Some may argue that this may only be the result of much greater recognition and diagnosis of depression as an illness than in the past. Dr. Jean Twenge, a professor of psychology at San Diego State University and others say it owes to the rise in materialism and narcissism in what she has termed “Generation Me.”
Teenagers today are easily some of the most enthusiastic users of social media sites like Facebook, Instagram and Tumblr and as a group their Internet use is near universal—a full 95 percent of teens are now online.

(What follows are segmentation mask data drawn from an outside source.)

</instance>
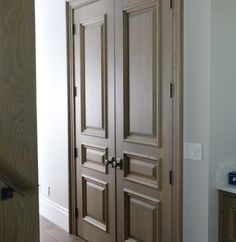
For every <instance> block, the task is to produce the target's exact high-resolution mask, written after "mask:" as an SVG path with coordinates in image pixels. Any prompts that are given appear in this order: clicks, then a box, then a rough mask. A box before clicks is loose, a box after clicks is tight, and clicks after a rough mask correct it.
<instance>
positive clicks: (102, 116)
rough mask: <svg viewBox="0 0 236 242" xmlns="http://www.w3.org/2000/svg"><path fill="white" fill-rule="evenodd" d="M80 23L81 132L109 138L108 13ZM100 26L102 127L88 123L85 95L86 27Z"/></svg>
mask: <svg viewBox="0 0 236 242" xmlns="http://www.w3.org/2000/svg"><path fill="white" fill-rule="evenodd" d="M79 25H80V65H81V73H80V80H81V81H80V83H81V88H80V95H81V104H80V105H81V134H83V135H89V136H95V137H100V138H106V139H107V138H108V127H107V125H108V113H107V111H108V104H107V14H104V15H102V16H99V17H96V18H93V19H90V20H86V21H82V22H80V23H79ZM93 26H100V27H101V43H102V44H101V55H102V60H101V69H102V70H101V73H102V77H101V79H102V83H101V86H102V88H101V100H102V107H101V115H102V127H88V126H87V125H86V103H85V102H86V101H85V100H86V97H85V83H86V80H85V39H84V38H85V28H88V27H93Z"/></svg>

This has provoked anxiety and raises many concerns, and one of which is the effects of heavy media use on mental health that are still being studied. So teen internet use has risen in recent years, and teen depression and psychopathology has risen five-fold since the early part of the 20th century. Dr. Twenge and colleagues have conducted research on these issues and possible interactions and have indicated that this generation of teens present as relatively less civic-minded, less caring about social and political issues, are less interested in working towards solutions to environmental concerns, and have less empathy or interest in social justice. Is this true?
If so, then this generation of millenials are more “externalized” and perceive that their lives are more influenced by external forces than by internal motivation. This can affect the degree to which a person is able to manage stress effectively, feelings of helplessness, and decreased self-control.
These results are not fact and studies and research is still being conducted. Some argue that depression has not risen with this generation and teens of the millennial generation are simply reporting their depression more frequently and more able to communicate it.
We are not clear which is fact but Dr. Twenge has reported that teens need to move from constant self-promotion to feeling gratification from real achievement in order to prevent further increased rates of depression. These studies continue to be challenged but the results need to be considered.